Friday, Nov. 04, 1966
Engineer of Movement
"If one makes a moving thing," says Sculptor George Rickey, "one is always surprised, no matter how preconceived the design, at the movement itself. It seems to come from elsewhere. The pliers only made the arrival possible." In recent years, Rickey's pliers -- along with welding torch and sheet-metal cutters -- have produced whole families of curiously moving metal sculptures that gambol and gimbal in the wind, slicing segments of time like pendulums or spinning until the sunlight splinters into a spectral blur (see color).
Gun Turrets to Mobiles. It took Rickey a long time to realize that he could use movement itself, as another artist might use colors, to create art. As a boy, he was gifted with a strong mechanical bent, perhaps inherited from his grandfather, who was a clockmaker, and his father, a mechanical engineer who was sent to Scotland from South Bend, Ind., to manage the Singer sewing machine factory in Clydebank. Rickey also showed an early facility for drawing, and while at Balliol College, Oxford, he used to cross the street to sketch at the Ruskin School of Drawing.

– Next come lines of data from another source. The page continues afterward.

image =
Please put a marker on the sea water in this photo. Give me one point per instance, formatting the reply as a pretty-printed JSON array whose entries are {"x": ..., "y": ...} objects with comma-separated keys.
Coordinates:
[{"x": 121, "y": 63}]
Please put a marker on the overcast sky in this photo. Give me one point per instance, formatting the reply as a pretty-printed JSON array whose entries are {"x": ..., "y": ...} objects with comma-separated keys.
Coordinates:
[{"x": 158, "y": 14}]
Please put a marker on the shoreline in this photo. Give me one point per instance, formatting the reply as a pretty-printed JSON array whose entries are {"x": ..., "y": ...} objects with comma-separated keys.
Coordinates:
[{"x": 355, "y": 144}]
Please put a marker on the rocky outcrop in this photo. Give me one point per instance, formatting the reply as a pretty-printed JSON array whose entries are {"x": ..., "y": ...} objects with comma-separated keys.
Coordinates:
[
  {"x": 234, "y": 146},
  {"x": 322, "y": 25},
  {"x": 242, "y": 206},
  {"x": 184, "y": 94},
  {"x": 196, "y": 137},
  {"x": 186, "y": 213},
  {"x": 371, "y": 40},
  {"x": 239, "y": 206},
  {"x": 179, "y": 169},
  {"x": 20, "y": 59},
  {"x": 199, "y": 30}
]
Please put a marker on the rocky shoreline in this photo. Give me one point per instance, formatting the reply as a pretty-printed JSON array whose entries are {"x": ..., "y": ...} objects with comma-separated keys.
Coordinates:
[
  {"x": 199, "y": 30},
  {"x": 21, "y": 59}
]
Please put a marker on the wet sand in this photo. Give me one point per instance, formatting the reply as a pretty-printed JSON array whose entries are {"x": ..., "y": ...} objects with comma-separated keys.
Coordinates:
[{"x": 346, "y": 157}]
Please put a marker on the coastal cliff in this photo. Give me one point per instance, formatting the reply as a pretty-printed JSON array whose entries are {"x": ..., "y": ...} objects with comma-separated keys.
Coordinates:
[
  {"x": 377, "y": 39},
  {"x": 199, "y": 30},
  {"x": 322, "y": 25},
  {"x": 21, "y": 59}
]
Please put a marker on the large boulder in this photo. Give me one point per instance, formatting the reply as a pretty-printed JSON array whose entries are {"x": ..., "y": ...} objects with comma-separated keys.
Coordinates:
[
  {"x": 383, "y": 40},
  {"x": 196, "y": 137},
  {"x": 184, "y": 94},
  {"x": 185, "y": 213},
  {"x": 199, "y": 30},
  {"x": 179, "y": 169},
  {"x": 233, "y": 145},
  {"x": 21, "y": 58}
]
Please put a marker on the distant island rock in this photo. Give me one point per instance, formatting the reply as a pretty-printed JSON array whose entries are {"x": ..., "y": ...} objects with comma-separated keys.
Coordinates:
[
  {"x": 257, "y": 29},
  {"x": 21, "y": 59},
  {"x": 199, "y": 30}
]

Upon his return to the U.S., he continued painting while teaching history and art, including three years at the exclusive boys' school, Groton. In World War II, the Army Air Corps put Sergeant Rickey to teaching the use and maintenance of remote-controlled gun turrets in B-29 bombers. Surrounded by servos and selsyns, he made his first moving sculpture. Unlike Alexander Calder's mobiles, which evoke stems and leaves, Rickey's relate to wheels and other mechanical forms. The influence of the constructivists* on him has been strong.
Cogs to Cognition. In the 1950s, Rickey made a series of sculptures called Little Machines of Unconceived Use, whose metal surfaces traveled in interpenetrating orbits on pivots within pivots within pivots. They reminded him of the sidewheelers steaming down the Clyde in Scotland, with their rocking arms and connecting rods churning, barely missing each other in what he calls "dramatic crises." In Rickey's Lumina, the rapid flickering lends meaning to the watchmakers' term for controlled motion--escapement.
"Artists prosper," says Rickey, "but it becomes no clearer what art is. To present a Swedish roller bearing as art is at least as plausible as Warhol's presenting a commercial container." Rickey's difference, as the current exhibition of 75 of his works in Washington's Corcoran Gallery of Art demonstrates, lies in subordinating the precision bearing to the pure expression of what it is meant to supply--freedom of movement. He divorces the machine from function and allows it to do what is natural for it. Says he: "In a mechanized environment a machine that is carefully designed to be useless echoes the whimper or many a cog: 'What's the use?" Perhaps Rickey's nonfunctional machines show that out of tiny cogs a mighty concept of harmonious motion may grow, giving art another dimension at which it traditionally could only hint.
* George Braziller Inc. will publish Rickey's first book, Constructivism: Its Legacy and Its Heirs, in the spring.